Winter 2026 Seminar Series
Department of Statistics and Data Science 2025-2026 Seminar Series - Winter 2026
The 2025-2026 Seminar Series will primarily be in person, but some talks will be offered virtually using Zoom. Talks that are virtual will be clearly designated and registration for the Zoom talks will be required to receive the zoom link for the event. Please email Kisa Kowal at k-kowal@northwestern.edu if you have questions.
Seminar Series talks are free and open to faculty, graduate students, and advanced undergraduate students
TBA
Friday, January 23, 2026
Time: 11:00 a.m. to 12:00 p.m. central time
Location: Ruan Conference Room – lower level (Chambers Hall 600 Foster Street)
Speaker: Dawei Zhou, Assistant Professor, Department of Computer Science, Virginia Tech
Abstract: TBA
This talk will be given in person on Northwestern's Evanston campus.
TBA
Friday, January 30, 2026
Time: 11:00 a.m. to 12:00 p.m. central time
Location: Ruan Conference Room – lower level (Chambers Hall 600 Foster Street)
Speaker: TBA
Abstract: TBA
This talk will be given in person on Northwestern's Evanston campus.
TBA
Friday, February 6, 2026
Time: 11:00 a.m. to 12:00 p.m. central time
Location: Ruan Conference Room – lower level (Chambers Hall 600 Foster Street)
Speaker: TBA
Abstract: TBA
This talk will be given in person on Northwestern's Evanston campus.
TBA
Friday, February 13, 2026
Time: 11:00 a.m. to 12:00 p.m. central time
Location: Ruan Conference Room – lower level (Chambers Hall 600 Foster Street)
Speaker: TBA
Abstract: TBA
This talk will be given in person on Northwestern's Evanston campus.
Deep Survival Learning for Kidney Transplantation: Knowledge Distillation and Data Integration
Friday, February 20, 2026
Time: 11:00 a.m. to 12:00 p.m. central time
Location: Ruan Conference Room – lower level (Chambers Hall 600 Foster Street)
Speaker: Kevin He, Associate Professor of Biostatistics and Associate Director of the Kidney Epidemiology and Cost Center (KECC), University of Michigan
Abstract: Prognostic prediction using survival analysis faces challenges due to complex relationships between risk factors and time-to-event outcomes.
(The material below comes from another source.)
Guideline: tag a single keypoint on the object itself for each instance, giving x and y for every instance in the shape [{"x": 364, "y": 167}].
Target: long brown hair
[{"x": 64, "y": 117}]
Deep learning methods have shown promise in addressing these challenges, but their effectiveness often relies on large datasets. However, when applied to moderate- or small-sized datasets, deep models frequently encounter limitations such as insufficient training data, overfitting, and difficulty in hyperparameter optimization. To mitigate these issues and enhance prognostic performance, this talk presents a flexible deep learning framework that integrates external risk scores with internal time-to-event data through a generalized Kullback–Leibler divergence regularization term. Applied to the national kidney transplant data, the proposed method demonstrates improved prediction of short-term mortality and graft failure following kidney transplantation by distilling and transferring prior knowledge from pre-policy-change teacher models to newly arrived post-policy-change cohorts.
This talk will be given in person on Northwestern's Evanston campus.
planitpurple.northwestern.edu/event/636129
What functions does XGBoost learn?
Friday, February 27, 2026
Time: 11:00 a.m. to 12:00 p.m. central time
Location: Ruan Conference Room – lower level (Chambers Hall 600 Foster Street)
Speaker: Aditya Guntuboyina, Associate Professor, Department of Statistics, University of California, Berkeley
Abstract: We develop a theoretical framework that explains what kinds of functions XGBoost is able to learn. We introduce an infinite-dimensional function class that extends ensembles of shallow decision trees, along with a natural measure of complexity that generalizes the regularization penalty built into XGBoost. We show that this complexity measure aligns with classical notions of variation—in one dimension it corresponds to total variation, and in higher dimensions it is closely tied to a well-known concept called Hardy–Krause variation. We prove that the best least-squares estimator within this class can always be represented using a finite number of trees, and that it achieves a nearly optimal statistical rate of convergence, avoiding the usual curse of dimensionality. Our work provides the first rigorous description of the function space that underlies XGBoost, clarifies its relationship to classical ideas in nonparametric estimation, and highlights an open question: does the actual XGBoost algorithm itself achieve these optimal guarantees? This is joint work with Dohyeong Ki at UC Berkeley.
This talk will be given in person on Northwestern's Evanston campus.